Just a couple of quick questions, do we get a smaller extension to our membership if we write a review for a resort that has had a review written in the last 6 months? How many reviews do we need to be part of the cool kids club (review crew).


----------



## pedro47 (Jul 29, 2021)

I also liked the new dashboard feature.


----------



## easyrider (Jul 29, 2021)

Nice job on the dash board !!!

Bill


----------



## TUGBrian (Jul 29, 2021)

dayooper said:


> Just a couple of quick questions, do we get a smaller extension to our membership if we write a review for a resort that has had a review written in the last 6 months? How many reviews do we need to be part of the cool kids club (review crew).



yes, and 5!


----------



## dayooper (Jul 29, 2021)

TUGBrian said:


> yes, and 5!



Sweet!

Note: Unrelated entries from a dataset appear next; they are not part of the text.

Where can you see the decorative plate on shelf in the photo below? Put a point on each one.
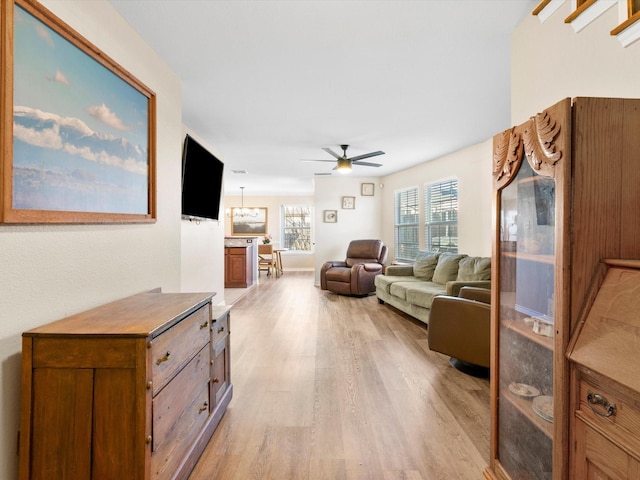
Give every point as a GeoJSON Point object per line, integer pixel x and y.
{"type": "Point", "coordinates": [523, 390]}
{"type": "Point", "coordinates": [543, 406]}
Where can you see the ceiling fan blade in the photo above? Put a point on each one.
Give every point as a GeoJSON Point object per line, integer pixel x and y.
{"type": "Point", "coordinates": [331, 152]}
{"type": "Point", "coordinates": [366, 164]}
{"type": "Point", "coordinates": [366, 155]}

I have 2 more trips planned this month, one of which will be the first ever review for the resort. That will get me to five. I did post one a couple of weeks ago for HGVC Ocean Oak.

Is there a way to change the numerical rating on previous reviews. I would change the 2 older ratings if I could (but the written parts I would keep the same).


----------



## TUGBrian (Jul 29, 2021)

we have never actually had anyone ask to change a rating that im aware of.

plenty of folks have requested to add or remove items from the review itself, but not alter the rating?


----------



## dayooper (Jul 29, 2021)

TUGBrian said:


> we have never actually had anyone ask to change a rating that im aware of.
> 
> plenty of folks have requested to add or remove items from the review itself, but not alter the rating?



I just feel I know more about timesharing and have more of a comparison now then I did when I rated the first 2. Not a big deal, though.


----------



## TUGBrian (Jul 30, 2021)

send me an email, if there is a legitimate reason you want it changed we can look into it.


----------